The Utah Transit Authority announced today that it is backing off plans it had of scrapping the free-fare zone for TRAX and buses in downtown Salt Lake City, which comes as good news to low-income advocates who saw the move as one that would strand the city’s low-income who depend on the service to look for jobs and access services.
The Utah Transit Authority has been in negotiations for months with Salt Lake City government to allow it to stop providing the free-fare service in the downtown area, citing annual losses of as much as $100,000 from customers who would misuse the free bus service. Bus riders in the free-fare zone partook in “reverse-fare collection,” meaning that unlike other passengers, they would pay at the end of their trip if they started in the free fare zone. Now, UTA has announced that starting Dec. 9, all passengers will pay for their trips as soon as they get on the bus.
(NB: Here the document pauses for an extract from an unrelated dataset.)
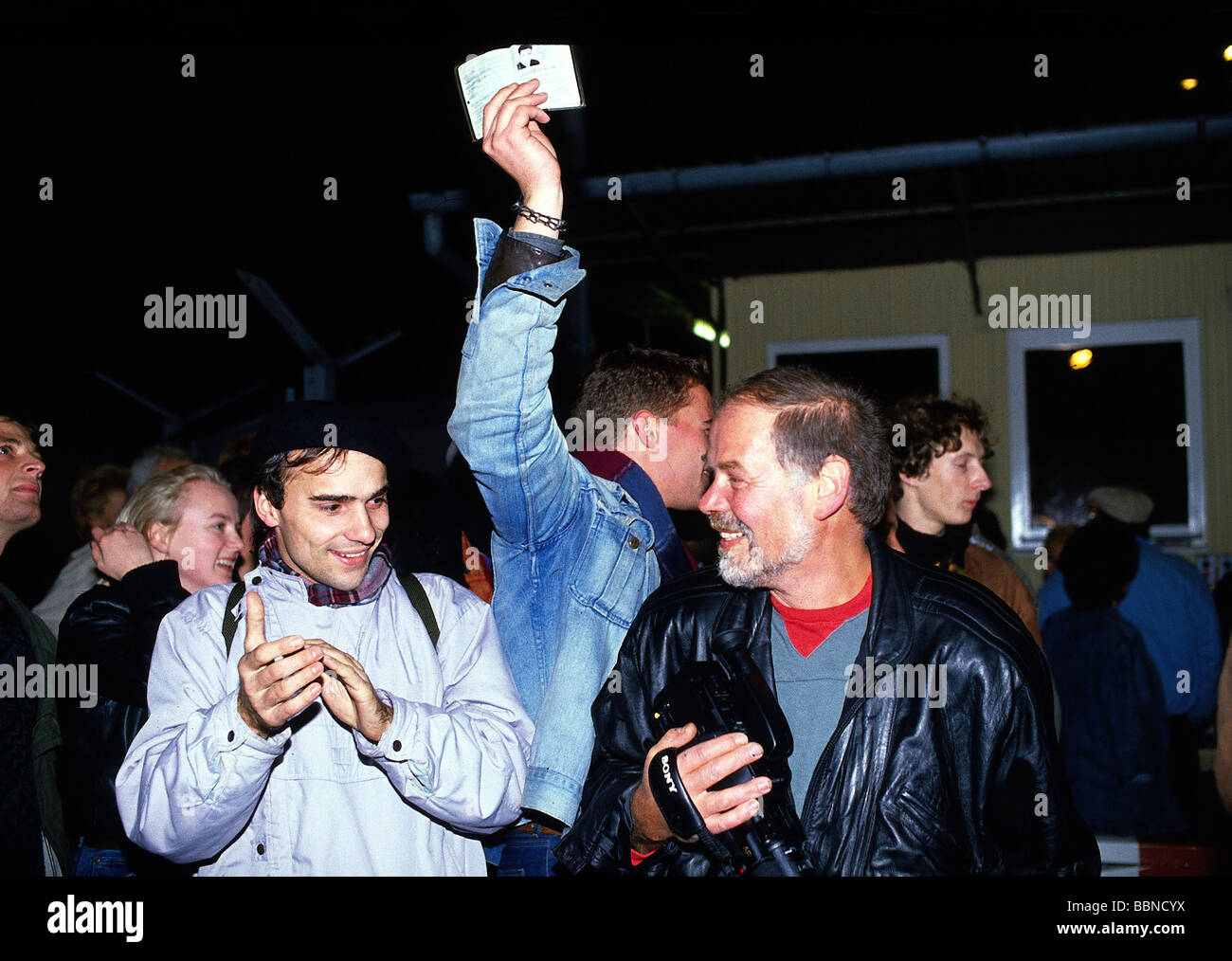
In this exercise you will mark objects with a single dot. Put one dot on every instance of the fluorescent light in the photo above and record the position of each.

Those who will ride a bus just within the free fare zone will be required to declare to the operator where their destination is within the free-fare zone that they will be getting off at.
“The reverse-fare-collection system was confusing both for our customers and our operators,” says UTA spokesman Gerry Carpenter. “It also, unfortunately, led to some situations where someone didn’t have enough money at the end of their trip or refused to pay. Having everyone pay up front simplifies the process.”
Bill Tibbitts, a low-income advocate with the Crossroads Urban Center, hailed the decision as a victory. “It is good to see that UTA has listened to the public and to city leaders like council member Luke Garrott,” Tibbitts writes via e-mail. “People really like the free-fare zone.”